I deliver 95% of our hay, using a 8 x 12 dump stake bed on a F550. Works good for me.

Mike


----------



## NewBerlinBaler (May 30, 2011)

Have not done any custom hauling myself for a few years but around here the current rate for a pickup truck/trailer combo is $2.00 to $2.50 per loaded mile. For a real truck it's closer to $4.00 per loaded mile.

You could pass these rates along to customers. It may motivate them to pick up their own hay.


----------



## 8350HiTech (Jul 26, 2013)

boorcrestfarm18 said:


> most of our customers pick their hay up but theres a certain few need delivery how do i know what to charge for delivery and would a 7x14 dump trailer be enough trailer to haul bales with ?
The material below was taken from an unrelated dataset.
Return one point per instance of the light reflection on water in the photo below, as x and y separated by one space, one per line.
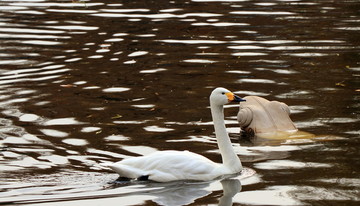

Kinda depends on how many bales.


----------



## somedevildawg (Jun 20, 2011)

Welcome to haytalk boorcrest.....
Just for clarification, a dump with sides or a stake body? rounds or squares?


----------



## boorcrestfarm18 (Apr 17, 2018)

It would be a dump with sides. Mostly small square. But once in a while people will come for a couple rounds


----------



## PaMike (Dec 7, 2013)

Rounds really dont work well in a dump trailer, or anything with sides for that matter. Unless of course you buy a trailer/truck that is the exact multiple of the bale size. Jam the bales in tight and they dont come out when you dump....


----------



## somedevildawg (Jun 20, 2011)

boorcrestfarm18 said:


> It would be a dump with sides. Mostly small square. But once in a while people will come for a couple rounds


Gotcha, initially thought were talking about rounds, that would work for three, but that's about it....depending on size of course. Would work ok for squares....don't jam em in and place a 50' rope in front of the trailer before loading, tie the ends of to their barn tilt the dump and drive off  always thinking of an easier way, can't help you on the loading however


----------



## bluefarmer (Oct 10, 2010)

Pj trailers make a flatbed dump!!


----------



## 8350HiTech (Jul 26, 2013)

boorcrestfarm18 said:


> It would be a dump with sides. Mostly small square. But once in a while people will come for a couple rounds


I do my local deliveries with just an f450 with a 7.5x10.5' bed hauling 98 bales. Whether the trailer size you're looking at will work will depend on what your customers want and whether it's enoigh efficiently per trip for what you're charging.


----------